Airline Employee Plotted With Al-Qaeda Leader, Prosecution Says
Man denies plane plot, pleaded guilty to other terrorism charges.
Feb. 2, 2011 — -- Anwar al-Awlaki, a U.S.-born radical cleric and high-profile member of al-Qaeda, attempted to coordinate an attack on a U.S.-bound airplane with the help of a British Airways insider, prosecutors said in a British court Tuesday.
Bangladeshi national Rajib Karim, a former British Airways employee, is on trial in England for terror-related charges after prosecutors say he plotted with al-Awlaki in 2010 to carry out both cyber and physical attacks against British Airlines passengers, including potentially bringing down a trans-Atlantic flight.
"The defendant was anxious himself to carry out such an attack and he was determined to seek martyrdom - to die and to sacrifice himself for his cause," prosecutor Jonathan Laidlaw said Tuesday, according to the BBC.
Karim pleaded guilty to three terror-related charges, but denied others, including the accusation he plotted to bring down any flights, Laidlaw told the court. Karim, who worked at a call center in Newcastle, England, applied for cabin crew training but was told he didn't have enough experience, prosecutors said.
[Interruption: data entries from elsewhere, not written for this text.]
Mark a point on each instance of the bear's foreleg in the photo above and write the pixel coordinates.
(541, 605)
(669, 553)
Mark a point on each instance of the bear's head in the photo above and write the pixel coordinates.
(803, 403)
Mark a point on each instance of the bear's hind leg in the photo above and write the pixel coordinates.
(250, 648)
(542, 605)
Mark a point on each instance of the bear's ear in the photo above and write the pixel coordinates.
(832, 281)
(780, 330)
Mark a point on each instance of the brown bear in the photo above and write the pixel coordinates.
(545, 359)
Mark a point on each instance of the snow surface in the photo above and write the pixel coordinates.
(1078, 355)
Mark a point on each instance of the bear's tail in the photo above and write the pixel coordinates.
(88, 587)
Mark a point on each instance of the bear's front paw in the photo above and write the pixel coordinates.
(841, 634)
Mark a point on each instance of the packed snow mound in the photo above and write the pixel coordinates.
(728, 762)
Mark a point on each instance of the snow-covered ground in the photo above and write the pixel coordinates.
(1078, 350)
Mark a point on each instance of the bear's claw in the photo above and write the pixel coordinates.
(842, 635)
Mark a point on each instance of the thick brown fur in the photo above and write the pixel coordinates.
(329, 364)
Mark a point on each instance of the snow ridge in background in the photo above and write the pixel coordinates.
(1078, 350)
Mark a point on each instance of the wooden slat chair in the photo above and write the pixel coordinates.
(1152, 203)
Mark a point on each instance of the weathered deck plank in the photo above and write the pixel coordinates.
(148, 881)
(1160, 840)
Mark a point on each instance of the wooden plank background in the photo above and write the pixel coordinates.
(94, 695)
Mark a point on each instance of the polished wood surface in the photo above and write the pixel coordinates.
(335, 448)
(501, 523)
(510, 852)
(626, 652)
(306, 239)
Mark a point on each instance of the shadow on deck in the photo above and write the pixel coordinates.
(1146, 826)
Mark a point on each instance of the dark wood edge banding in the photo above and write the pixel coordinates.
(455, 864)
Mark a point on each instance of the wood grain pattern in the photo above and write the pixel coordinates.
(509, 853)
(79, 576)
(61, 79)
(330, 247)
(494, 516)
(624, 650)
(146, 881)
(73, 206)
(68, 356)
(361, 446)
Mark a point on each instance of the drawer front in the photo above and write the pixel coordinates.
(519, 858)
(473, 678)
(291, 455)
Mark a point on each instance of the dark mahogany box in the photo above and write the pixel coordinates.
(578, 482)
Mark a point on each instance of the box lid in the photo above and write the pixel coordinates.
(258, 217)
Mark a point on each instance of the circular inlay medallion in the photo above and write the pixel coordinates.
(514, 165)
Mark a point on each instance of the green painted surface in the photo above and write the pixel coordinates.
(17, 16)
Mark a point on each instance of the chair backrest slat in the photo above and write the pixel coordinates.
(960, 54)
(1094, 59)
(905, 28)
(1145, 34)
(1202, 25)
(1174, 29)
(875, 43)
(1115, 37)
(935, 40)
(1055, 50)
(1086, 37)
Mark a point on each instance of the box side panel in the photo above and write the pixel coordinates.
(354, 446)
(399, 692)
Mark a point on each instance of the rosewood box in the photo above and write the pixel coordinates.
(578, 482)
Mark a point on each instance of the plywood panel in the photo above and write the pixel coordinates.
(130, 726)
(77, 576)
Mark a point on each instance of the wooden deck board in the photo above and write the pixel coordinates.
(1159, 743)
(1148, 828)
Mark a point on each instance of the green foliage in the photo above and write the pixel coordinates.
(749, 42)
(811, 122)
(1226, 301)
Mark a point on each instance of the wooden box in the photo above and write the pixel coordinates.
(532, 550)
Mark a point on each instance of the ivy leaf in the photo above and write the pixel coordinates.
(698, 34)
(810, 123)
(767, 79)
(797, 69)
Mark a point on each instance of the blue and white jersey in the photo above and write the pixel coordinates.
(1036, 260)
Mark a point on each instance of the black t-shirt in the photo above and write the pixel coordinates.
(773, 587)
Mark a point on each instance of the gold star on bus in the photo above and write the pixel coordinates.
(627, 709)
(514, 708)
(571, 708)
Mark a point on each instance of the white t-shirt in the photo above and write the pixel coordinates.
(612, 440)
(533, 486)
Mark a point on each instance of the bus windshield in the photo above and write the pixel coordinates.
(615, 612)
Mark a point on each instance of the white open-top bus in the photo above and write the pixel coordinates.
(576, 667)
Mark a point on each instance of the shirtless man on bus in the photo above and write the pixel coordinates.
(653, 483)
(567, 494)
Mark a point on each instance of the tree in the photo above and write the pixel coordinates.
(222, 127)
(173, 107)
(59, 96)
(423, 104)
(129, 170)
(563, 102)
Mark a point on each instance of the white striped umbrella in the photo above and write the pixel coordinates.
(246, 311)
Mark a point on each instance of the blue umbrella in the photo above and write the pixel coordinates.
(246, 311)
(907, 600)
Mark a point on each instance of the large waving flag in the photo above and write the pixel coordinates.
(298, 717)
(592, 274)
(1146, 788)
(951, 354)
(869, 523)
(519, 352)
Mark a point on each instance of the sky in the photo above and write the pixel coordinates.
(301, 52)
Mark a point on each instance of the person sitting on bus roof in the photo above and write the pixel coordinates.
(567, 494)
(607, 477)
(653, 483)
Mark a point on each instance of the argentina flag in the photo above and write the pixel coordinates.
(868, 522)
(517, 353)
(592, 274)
Prosecutors said in open court Tuesday that Karim joined the British airline in 2007 with the intention to carry out terrorist activities from the inside. Karim denied that claim.
In correspondences between Karim and his brother read aloud in court today, Karim reportedly said he had no doubts "whatsoever" that the civilians he lived and worked around were legitimate targets for attack.
"And the more I am mixing with them, the more my conviction is getting stronger [by Allah]," Karim wrote, according to prosecutors.